Qui non riposa. Carmelo Bene fu, prima di tutto, un filosofo dotato di una cultura biblica e mefistofelica insieme

di Angelo Ivan Leone

Una mitraglia di parole che uccidevano il senso, la tradizione, la convenzione, la prassi e la consuetudine.

Un fare a pezzi il buon senso schifoso della borghesia, il sacro misticismo delle classi padronali e il mesto orgoglio dei poveri.

Ogni sua frase un colpo netto, reciso e deciso verso il tributo di sangue che il demone immane che dimorava in lui esigeva.
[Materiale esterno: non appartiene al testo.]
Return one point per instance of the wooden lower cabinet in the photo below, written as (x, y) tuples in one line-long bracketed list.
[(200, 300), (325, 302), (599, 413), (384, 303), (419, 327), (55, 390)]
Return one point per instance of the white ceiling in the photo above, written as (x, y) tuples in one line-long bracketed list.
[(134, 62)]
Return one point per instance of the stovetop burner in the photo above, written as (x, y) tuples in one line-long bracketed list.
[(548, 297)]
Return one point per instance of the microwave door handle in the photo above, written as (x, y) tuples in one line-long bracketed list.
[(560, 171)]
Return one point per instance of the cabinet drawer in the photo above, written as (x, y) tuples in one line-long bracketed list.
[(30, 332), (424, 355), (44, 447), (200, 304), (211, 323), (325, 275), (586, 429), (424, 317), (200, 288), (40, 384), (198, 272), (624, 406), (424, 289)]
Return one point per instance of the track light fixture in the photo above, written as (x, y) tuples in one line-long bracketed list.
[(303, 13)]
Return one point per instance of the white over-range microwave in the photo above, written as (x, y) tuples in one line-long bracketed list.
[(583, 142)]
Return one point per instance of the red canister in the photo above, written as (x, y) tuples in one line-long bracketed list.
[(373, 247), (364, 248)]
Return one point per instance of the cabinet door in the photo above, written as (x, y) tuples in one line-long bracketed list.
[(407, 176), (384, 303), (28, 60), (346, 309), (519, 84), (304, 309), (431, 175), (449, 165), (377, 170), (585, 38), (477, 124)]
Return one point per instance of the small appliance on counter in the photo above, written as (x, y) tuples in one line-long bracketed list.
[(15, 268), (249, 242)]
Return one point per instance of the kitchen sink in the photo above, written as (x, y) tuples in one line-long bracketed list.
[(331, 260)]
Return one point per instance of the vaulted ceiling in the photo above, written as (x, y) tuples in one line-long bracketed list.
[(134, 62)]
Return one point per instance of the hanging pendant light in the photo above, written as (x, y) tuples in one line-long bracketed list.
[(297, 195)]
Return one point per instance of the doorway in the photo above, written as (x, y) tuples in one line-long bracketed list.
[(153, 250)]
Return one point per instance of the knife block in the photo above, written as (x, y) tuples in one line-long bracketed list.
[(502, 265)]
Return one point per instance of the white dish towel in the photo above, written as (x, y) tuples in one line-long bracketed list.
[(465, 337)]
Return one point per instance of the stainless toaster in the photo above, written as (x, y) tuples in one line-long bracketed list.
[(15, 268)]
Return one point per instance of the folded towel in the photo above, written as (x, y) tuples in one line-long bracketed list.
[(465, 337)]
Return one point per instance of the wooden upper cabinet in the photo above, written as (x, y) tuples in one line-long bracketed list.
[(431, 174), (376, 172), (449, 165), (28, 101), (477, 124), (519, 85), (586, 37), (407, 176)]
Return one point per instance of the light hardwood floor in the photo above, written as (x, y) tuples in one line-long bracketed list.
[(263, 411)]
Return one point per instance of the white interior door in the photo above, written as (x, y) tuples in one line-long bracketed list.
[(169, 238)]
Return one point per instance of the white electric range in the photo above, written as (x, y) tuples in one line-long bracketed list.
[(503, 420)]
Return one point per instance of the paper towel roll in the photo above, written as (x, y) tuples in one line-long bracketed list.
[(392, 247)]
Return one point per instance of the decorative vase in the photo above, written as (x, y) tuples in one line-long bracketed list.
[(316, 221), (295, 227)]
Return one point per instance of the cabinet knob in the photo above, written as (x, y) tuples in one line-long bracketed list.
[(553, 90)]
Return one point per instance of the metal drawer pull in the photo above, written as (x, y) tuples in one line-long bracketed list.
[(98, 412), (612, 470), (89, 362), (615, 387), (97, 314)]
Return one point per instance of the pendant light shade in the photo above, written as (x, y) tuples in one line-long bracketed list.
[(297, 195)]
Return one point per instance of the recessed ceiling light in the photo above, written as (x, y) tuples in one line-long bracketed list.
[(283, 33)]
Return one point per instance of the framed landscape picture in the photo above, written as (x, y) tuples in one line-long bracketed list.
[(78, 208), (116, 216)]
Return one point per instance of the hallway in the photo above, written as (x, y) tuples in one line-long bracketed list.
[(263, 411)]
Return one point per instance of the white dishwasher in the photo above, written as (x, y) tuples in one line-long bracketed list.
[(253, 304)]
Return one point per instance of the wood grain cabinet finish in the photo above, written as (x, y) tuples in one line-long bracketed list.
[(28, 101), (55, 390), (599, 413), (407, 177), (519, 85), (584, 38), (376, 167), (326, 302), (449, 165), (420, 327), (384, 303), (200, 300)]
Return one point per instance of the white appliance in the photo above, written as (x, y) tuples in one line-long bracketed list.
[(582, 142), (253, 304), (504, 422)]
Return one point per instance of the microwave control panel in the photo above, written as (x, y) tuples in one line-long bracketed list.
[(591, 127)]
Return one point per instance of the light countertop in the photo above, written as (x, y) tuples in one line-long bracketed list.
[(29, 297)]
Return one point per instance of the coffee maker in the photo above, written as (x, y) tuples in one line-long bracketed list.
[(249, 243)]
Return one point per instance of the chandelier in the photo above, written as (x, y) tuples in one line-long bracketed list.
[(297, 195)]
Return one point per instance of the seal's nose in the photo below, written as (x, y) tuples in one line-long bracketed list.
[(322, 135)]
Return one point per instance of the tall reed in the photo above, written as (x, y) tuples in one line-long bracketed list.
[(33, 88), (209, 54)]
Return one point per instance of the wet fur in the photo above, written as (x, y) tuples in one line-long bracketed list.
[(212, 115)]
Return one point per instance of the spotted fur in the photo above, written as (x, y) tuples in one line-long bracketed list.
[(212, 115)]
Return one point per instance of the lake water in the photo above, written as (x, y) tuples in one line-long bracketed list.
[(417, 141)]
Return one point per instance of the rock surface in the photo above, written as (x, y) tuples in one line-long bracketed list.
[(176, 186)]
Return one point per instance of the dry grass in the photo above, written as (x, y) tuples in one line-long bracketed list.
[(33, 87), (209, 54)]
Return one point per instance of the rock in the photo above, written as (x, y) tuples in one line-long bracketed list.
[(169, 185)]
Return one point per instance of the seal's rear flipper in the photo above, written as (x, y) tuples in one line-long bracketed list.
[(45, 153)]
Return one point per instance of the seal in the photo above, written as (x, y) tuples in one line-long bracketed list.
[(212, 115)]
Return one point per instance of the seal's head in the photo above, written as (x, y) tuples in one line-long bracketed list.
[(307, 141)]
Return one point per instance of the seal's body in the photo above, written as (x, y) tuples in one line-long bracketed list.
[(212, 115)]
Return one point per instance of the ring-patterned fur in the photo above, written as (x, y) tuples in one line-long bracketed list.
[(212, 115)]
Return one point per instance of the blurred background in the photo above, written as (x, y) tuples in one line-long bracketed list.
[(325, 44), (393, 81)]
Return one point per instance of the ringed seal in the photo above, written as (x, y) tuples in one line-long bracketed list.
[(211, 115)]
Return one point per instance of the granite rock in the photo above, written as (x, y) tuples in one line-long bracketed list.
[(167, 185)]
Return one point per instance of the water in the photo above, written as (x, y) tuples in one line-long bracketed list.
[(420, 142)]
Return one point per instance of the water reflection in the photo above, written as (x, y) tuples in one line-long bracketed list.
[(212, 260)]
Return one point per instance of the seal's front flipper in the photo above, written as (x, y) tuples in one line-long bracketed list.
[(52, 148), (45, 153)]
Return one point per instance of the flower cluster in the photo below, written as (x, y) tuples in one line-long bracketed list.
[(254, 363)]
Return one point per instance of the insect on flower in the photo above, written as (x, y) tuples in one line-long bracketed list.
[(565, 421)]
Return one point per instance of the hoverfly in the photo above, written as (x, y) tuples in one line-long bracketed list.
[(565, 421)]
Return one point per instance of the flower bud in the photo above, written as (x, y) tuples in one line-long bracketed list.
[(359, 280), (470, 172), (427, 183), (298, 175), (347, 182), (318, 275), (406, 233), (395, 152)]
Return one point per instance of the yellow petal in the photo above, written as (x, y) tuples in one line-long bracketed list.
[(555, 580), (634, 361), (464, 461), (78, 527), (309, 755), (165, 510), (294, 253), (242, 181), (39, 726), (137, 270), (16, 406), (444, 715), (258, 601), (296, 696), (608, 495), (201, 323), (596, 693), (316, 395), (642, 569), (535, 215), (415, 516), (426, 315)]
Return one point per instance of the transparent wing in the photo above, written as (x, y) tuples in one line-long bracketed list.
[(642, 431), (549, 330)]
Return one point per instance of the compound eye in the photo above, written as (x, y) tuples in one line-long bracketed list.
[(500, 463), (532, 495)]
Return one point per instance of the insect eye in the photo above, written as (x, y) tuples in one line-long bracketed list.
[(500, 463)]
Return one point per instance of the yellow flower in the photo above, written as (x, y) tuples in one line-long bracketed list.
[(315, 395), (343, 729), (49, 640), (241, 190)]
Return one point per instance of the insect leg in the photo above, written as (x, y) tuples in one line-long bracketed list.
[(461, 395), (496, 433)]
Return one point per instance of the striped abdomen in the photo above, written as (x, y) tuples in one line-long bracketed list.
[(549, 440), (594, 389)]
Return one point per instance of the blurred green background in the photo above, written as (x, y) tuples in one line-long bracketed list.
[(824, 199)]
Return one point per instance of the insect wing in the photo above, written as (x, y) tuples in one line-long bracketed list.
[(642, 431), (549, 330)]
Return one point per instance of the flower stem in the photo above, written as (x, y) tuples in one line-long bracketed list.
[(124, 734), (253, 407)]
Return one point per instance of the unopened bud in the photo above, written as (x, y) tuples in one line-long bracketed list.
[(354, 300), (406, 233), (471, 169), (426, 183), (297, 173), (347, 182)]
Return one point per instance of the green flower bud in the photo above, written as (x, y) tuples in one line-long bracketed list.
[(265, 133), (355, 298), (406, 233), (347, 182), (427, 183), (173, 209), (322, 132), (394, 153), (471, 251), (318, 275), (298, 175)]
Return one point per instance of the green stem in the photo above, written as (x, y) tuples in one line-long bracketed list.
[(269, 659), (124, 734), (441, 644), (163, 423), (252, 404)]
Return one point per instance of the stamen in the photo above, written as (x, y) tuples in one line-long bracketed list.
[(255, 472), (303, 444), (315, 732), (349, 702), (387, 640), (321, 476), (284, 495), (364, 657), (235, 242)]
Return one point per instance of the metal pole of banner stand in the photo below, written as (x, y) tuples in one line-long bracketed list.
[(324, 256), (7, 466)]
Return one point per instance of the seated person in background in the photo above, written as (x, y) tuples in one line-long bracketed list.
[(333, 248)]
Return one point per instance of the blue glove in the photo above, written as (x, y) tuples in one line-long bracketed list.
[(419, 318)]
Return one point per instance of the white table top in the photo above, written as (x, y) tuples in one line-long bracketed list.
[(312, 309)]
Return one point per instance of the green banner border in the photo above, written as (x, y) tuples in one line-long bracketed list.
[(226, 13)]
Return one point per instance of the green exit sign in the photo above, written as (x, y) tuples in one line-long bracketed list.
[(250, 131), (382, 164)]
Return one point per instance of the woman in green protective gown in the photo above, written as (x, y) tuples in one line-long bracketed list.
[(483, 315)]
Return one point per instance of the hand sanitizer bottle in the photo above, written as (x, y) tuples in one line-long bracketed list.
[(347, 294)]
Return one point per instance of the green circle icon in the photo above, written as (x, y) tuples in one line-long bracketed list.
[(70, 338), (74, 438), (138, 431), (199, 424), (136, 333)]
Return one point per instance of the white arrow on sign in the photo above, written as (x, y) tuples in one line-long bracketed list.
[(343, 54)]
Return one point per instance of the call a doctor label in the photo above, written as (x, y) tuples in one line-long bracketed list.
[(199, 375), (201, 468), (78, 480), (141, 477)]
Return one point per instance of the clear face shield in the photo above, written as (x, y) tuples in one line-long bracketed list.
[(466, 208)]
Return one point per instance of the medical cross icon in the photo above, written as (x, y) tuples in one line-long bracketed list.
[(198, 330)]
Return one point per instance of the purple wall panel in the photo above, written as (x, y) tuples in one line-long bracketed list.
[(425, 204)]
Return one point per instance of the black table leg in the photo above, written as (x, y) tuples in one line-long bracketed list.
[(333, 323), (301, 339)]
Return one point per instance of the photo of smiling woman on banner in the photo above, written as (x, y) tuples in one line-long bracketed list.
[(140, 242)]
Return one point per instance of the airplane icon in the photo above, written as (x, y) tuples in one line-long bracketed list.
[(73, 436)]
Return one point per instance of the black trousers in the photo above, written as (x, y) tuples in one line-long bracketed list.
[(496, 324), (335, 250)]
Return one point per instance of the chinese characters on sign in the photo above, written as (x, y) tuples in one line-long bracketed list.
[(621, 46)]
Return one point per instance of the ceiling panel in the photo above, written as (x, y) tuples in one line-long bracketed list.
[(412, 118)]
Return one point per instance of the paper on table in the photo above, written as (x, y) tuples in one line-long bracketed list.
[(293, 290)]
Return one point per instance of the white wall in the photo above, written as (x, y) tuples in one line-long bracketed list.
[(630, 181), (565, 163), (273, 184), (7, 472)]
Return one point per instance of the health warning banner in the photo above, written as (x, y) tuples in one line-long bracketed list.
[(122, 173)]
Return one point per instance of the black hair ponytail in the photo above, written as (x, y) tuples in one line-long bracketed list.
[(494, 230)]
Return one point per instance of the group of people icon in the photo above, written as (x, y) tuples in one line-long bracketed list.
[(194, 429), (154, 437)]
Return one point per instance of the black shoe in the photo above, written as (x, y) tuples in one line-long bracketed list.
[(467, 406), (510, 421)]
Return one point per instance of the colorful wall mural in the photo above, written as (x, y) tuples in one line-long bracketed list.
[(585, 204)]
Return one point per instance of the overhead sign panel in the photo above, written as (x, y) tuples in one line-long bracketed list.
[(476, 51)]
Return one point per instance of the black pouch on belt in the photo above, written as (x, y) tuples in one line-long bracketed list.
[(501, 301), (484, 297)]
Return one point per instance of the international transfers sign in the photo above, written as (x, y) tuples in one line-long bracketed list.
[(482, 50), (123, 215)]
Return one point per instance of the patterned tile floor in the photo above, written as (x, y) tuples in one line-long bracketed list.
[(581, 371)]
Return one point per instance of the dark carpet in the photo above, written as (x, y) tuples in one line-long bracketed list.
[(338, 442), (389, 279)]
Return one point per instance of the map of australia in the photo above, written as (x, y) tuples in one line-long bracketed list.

Carmelo Bene: uno contro tutti, titolò la sua puntata memorabile Costanzo. Ma per lui era ancora poco, non era uno contro tutti, era essenzialmente contro se stesso.

Quella sola e unica sfida che non si potrà mai vincere.

“Corriamo il rischio di vincere tutte le battaglie, salvo l’ultima” dissero in tempi oscuri, così fu per quest’essere supremo.

L’estrema e fatale sconfitta non deve però oscurare che ci troviamo dinanzi a questo filosofo impareggiabile stupefatti. Perchè Carmelo Bene fu, prima di tutto, un filosofo dotato di una cultura biblica e mefistofelica insieme, di un’oratoria incendiaria e di un sapere ancestrale. Parafrasando Silla, forse il personaggio della storia romana che più gli somigliava, e sono certo avrebbe almeno sorriso di questo paragone, si potrà dire di lui: “Io vedo tanti Friedrich in un solo Carmelo”.